A lot of the reasons for this are personal and unfair, but politics is an unfair business. Dowden’s face is pink, his hair golden. His voice is a little shrill and tends to rise when he’s under stress. At such moments he also struggles to pronounce his Rs, leading him to tell the chamber that the NHS was “a tweasured national institution” equipped with “wecord” numbers of nurses and doctors. MPs on all sides are as sympathetic about this as a class of Year 10s who proudly boast that their last maths teacher has now entered a monastery.

Oddly though Angela Rayner, asking the questions for Labour, struggled a little. Perhaps she misses Dominic Raab. Some people find it easier to be mean if they think the other person can take it.
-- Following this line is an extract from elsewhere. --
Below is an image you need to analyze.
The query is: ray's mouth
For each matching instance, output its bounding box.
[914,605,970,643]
She opened by noting that Sunak will be skipping the session next week as well. “They really have given up,” she said.

Dowden, though, was ready for this. “It may come as a surprise to the right honourable lady,” he observed, “but some leaders trust their deputies to stand in for them.” Zing! His own side laughed. Perhaps he was going to survive after all. Rayner tried to look as if this was beneath her. There can be few things more dispiriting than the thought that you’ve been on the receiving end of a successful put-down from Oliver Dowden.
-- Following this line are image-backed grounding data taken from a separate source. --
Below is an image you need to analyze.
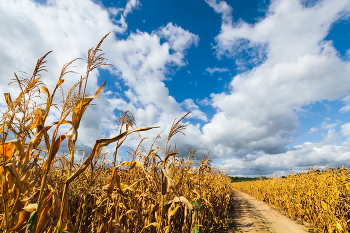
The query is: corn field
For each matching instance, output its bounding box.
[0,34,234,233]
[232,167,350,233]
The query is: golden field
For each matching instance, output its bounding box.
[2,32,350,233]
[232,167,350,233]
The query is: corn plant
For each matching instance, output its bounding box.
[0,34,235,233]
[232,167,350,233]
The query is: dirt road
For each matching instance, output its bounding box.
[231,190,310,233]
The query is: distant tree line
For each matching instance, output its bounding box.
[230,176,267,182]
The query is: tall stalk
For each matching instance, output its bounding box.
[56,33,111,232]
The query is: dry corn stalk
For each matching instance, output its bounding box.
[0,34,235,233]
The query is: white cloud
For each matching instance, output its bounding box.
[104,24,200,116]
[341,122,350,137]
[123,0,141,17]
[321,118,339,130]
[97,22,204,152]
[108,7,122,16]
[309,127,318,133]
[4,0,350,176]
[339,106,350,113]
[223,140,350,176]
[206,67,230,75]
[157,23,200,52]
[322,128,340,144]
[181,99,208,122]
[196,97,211,106]
[204,0,232,24]
[0,0,205,161]
[0,0,126,148]
[340,94,350,112]
[210,0,350,64]
[202,0,350,160]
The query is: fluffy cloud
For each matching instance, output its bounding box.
[0,0,125,149]
[0,0,205,161]
[341,122,350,137]
[83,4,202,158]
[104,23,203,133]
[3,0,350,176]
[201,0,350,172]
[222,141,350,176]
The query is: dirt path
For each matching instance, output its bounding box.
[231,190,309,233]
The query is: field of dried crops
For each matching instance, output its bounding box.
[232,167,350,233]
[0,34,234,232]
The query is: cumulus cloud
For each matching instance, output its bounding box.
[4,0,350,176]
[322,128,341,144]
[341,122,350,137]
[0,0,126,148]
[0,0,205,162]
[104,23,201,119]
[102,23,206,152]
[202,0,350,171]
[222,141,350,176]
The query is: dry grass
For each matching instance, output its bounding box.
[232,167,350,233]
[0,34,234,233]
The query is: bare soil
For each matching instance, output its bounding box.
[231,190,310,233]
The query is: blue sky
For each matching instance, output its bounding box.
[2,0,350,176]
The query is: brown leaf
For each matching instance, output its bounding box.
[50,135,67,161]
[4,93,14,110]
[24,78,41,94]
[9,210,30,232]
[65,126,158,184]
[5,163,21,192]
[94,81,106,96]
[72,82,106,129]
[1,171,8,200]
[56,79,64,88]
[106,167,118,193]
[35,192,53,232]
[0,142,16,162]
[41,86,50,96]
[24,121,57,163]
[72,97,94,129]
[51,191,61,219]
[28,108,44,131]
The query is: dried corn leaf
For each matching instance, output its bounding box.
[171,196,193,210]
[9,210,30,232]
[23,204,38,213]
[35,192,53,232]
[0,142,16,162]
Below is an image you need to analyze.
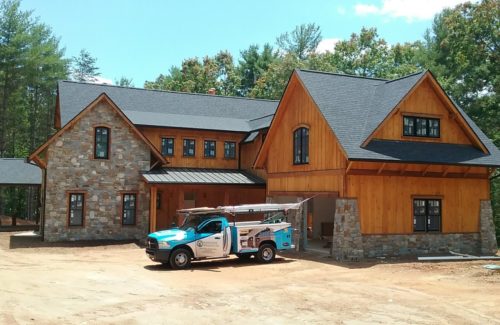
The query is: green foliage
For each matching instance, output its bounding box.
[71,49,100,82]
[115,76,134,87]
[238,44,278,96]
[276,23,322,60]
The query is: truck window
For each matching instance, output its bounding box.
[198,220,222,233]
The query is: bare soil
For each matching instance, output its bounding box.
[0,232,499,324]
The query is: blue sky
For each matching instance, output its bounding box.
[20,0,468,86]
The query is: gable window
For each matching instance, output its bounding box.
[122,193,137,225]
[413,198,441,232]
[204,140,216,158]
[403,116,440,138]
[183,139,195,157]
[68,193,84,226]
[94,127,110,159]
[224,141,236,159]
[293,127,309,165]
[161,138,174,156]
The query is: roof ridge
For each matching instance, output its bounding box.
[58,80,279,103]
[382,70,427,84]
[297,68,389,81]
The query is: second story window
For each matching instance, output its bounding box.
[293,127,309,165]
[224,141,236,159]
[183,139,195,157]
[161,137,174,156]
[204,140,216,158]
[94,127,110,159]
[403,116,440,138]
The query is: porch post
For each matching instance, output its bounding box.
[149,186,157,233]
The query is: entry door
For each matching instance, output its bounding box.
[195,220,225,258]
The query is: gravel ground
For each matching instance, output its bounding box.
[0,232,499,324]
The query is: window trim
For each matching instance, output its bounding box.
[94,126,110,160]
[121,193,138,226]
[67,192,86,227]
[183,138,196,157]
[223,141,237,159]
[204,139,217,158]
[160,137,175,157]
[403,115,440,138]
[412,197,442,233]
[293,126,309,165]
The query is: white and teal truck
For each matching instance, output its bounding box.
[145,203,302,269]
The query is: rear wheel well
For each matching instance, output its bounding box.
[259,240,276,248]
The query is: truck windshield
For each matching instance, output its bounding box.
[179,215,218,231]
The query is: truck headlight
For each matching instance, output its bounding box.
[158,241,170,249]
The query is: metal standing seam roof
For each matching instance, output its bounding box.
[142,168,266,185]
[58,81,278,132]
[295,69,500,167]
[0,159,42,185]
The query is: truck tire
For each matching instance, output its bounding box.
[169,248,192,269]
[256,244,276,263]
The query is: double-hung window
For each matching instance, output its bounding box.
[94,127,110,159]
[161,138,174,156]
[183,139,195,157]
[68,193,84,226]
[204,140,216,158]
[122,193,137,225]
[224,141,236,159]
[413,198,441,232]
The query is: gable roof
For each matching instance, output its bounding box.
[57,81,278,132]
[0,159,41,185]
[257,69,500,167]
[30,93,167,167]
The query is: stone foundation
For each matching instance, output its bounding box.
[480,200,498,255]
[362,233,481,257]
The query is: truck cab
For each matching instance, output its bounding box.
[145,203,301,269]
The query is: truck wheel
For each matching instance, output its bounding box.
[169,248,191,269]
[256,244,276,263]
[236,253,252,260]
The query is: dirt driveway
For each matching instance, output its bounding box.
[0,232,499,324]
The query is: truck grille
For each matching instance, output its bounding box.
[147,238,158,249]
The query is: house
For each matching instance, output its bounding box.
[29,81,276,241]
[254,69,499,257]
[28,69,499,258]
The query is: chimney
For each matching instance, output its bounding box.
[208,88,216,95]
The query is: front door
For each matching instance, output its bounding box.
[195,220,225,258]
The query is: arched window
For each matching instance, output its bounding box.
[293,127,309,164]
[94,127,110,159]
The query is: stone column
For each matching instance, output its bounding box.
[331,198,364,261]
[480,200,498,255]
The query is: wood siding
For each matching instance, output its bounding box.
[240,131,267,180]
[372,78,474,145]
[347,174,489,234]
[138,126,246,169]
[263,74,347,195]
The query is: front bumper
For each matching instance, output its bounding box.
[146,247,172,263]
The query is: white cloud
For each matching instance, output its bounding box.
[87,76,113,85]
[354,0,473,22]
[316,38,340,54]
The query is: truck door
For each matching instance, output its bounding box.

Britain under the Tories is not hard to distinguish from Utopia

“The only thing that is not soaring in price at the moment,” she replied, “is his gags, that are getting cheaper by the minute.” Turning to the question of renters being evicted from their homes, she asked whether Sunak would be able to stand up to the landlord interest in the Conservative party.

“I do not think the prime minister is going to take any lectures on weakness,” Dowden replied, getting cross now. This is quite true. If there’s going to be a parliamentary course in spinelessness, Sunak seems more likely to be teaching it.
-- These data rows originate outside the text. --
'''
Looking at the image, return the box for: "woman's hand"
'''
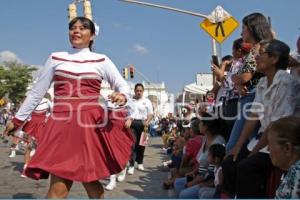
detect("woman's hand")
[223,60,233,67]
[235,85,248,97]
[211,63,224,81]
[125,118,132,129]
[229,145,242,162]
[108,92,127,106]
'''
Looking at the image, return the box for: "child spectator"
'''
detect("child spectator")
[198,144,225,198]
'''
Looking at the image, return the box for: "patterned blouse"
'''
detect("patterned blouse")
[236,47,264,91]
[222,58,244,102]
[276,159,300,198]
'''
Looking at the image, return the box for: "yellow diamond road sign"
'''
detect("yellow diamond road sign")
[200,16,239,44]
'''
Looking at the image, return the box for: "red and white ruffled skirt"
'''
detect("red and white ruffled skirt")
[25,104,134,182]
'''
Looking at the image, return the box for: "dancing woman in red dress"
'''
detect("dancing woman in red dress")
[4,17,134,198]
[20,95,52,177]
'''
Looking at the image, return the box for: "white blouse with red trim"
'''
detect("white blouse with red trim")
[14,48,130,122]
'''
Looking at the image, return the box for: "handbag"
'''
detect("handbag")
[139,126,150,146]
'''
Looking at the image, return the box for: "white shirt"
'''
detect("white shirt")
[15,48,131,121]
[129,97,153,120]
[26,98,52,121]
[34,98,52,112]
[248,70,300,153]
[214,166,222,186]
[290,68,300,85]
[196,135,226,167]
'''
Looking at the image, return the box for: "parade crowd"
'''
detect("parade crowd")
[158,12,300,199]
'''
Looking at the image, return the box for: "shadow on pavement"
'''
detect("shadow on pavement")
[124,166,169,199]
[149,143,162,149]
[12,193,35,199]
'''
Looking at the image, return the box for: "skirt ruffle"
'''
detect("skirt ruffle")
[25,106,134,182]
[22,113,47,142]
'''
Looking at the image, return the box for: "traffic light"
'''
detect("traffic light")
[68,3,77,21]
[122,68,128,79]
[129,66,134,79]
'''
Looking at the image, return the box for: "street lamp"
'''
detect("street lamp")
[119,0,219,84]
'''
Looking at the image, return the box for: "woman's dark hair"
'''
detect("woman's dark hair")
[233,38,252,55]
[190,117,201,135]
[242,13,273,42]
[267,116,300,155]
[209,144,226,162]
[259,39,290,70]
[134,83,144,91]
[233,38,243,51]
[200,112,221,136]
[221,55,233,62]
[69,17,95,51]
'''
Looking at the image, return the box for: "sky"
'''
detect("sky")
[0,0,300,95]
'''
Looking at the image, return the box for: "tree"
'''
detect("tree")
[0,66,7,98]
[0,61,37,105]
Rayner asked about a woman named Jessica who had been evicted and forced to move with four children into her mother’s house. This infuriated Dowden. Like the prime minister, he seems to hate being reminded that Britain under the Tories is not hard to distinguish from Utopia. “I will tell you what we are doing for families like Jessica’s,” he said, spitting the poor woman’s name out. “We are increasing the national living wage. It was the Conservative party that introduced the national living wage, not the Labour party.” This is a reading of history that relies on no one remembering that George Osborne rebranded the Minimum Wage as the Living Wage to muddy the waters around low pay rates.

But if Rayner got Dowden riled, it was the SNP’s Mhairi Black who finished him off. She had just announced she was leaving Parliament at the next election. This is understandable. She was 20 years old when she arrived in 2015. The four years of Brexit votes that followed were not easy ones for anyone in Westminster, but must have been especially hard on someone who hadn’t expected to be there. Now, though, she knows how to play the chamber. Her voice is gravelly where Dowden’s is squeaky, and she projects the self-confidence of someone who has been doing the job all her adult life.

Dowden wished her well, noting that they had both arrived in the same election. “I am sure she will wish to join me in celebrating His Majesty King Charles receiving the Scottish regalia,” he went on, and Black gave him a look suggesting she would as soon celebrate St George’s Day with Jacob Rees-Mogg, shaking her head and making a chopping gesture that, given the history of previous kings named Charles, was slightly unfortunate.

“I thank him for his kind words,” she replied. “We did join this place at the same time. I’m pretty sure we will be leaving at the same time.”

It was an excellent comeback, all the better for having been off the cuff. The chamber erupted with laughter and genuine applause. Rayner doubled over with delight. Even the Cabinet’s shoulders were shaking. Dowden had lost the class. “It all started off so nicely,” he observed, sadly.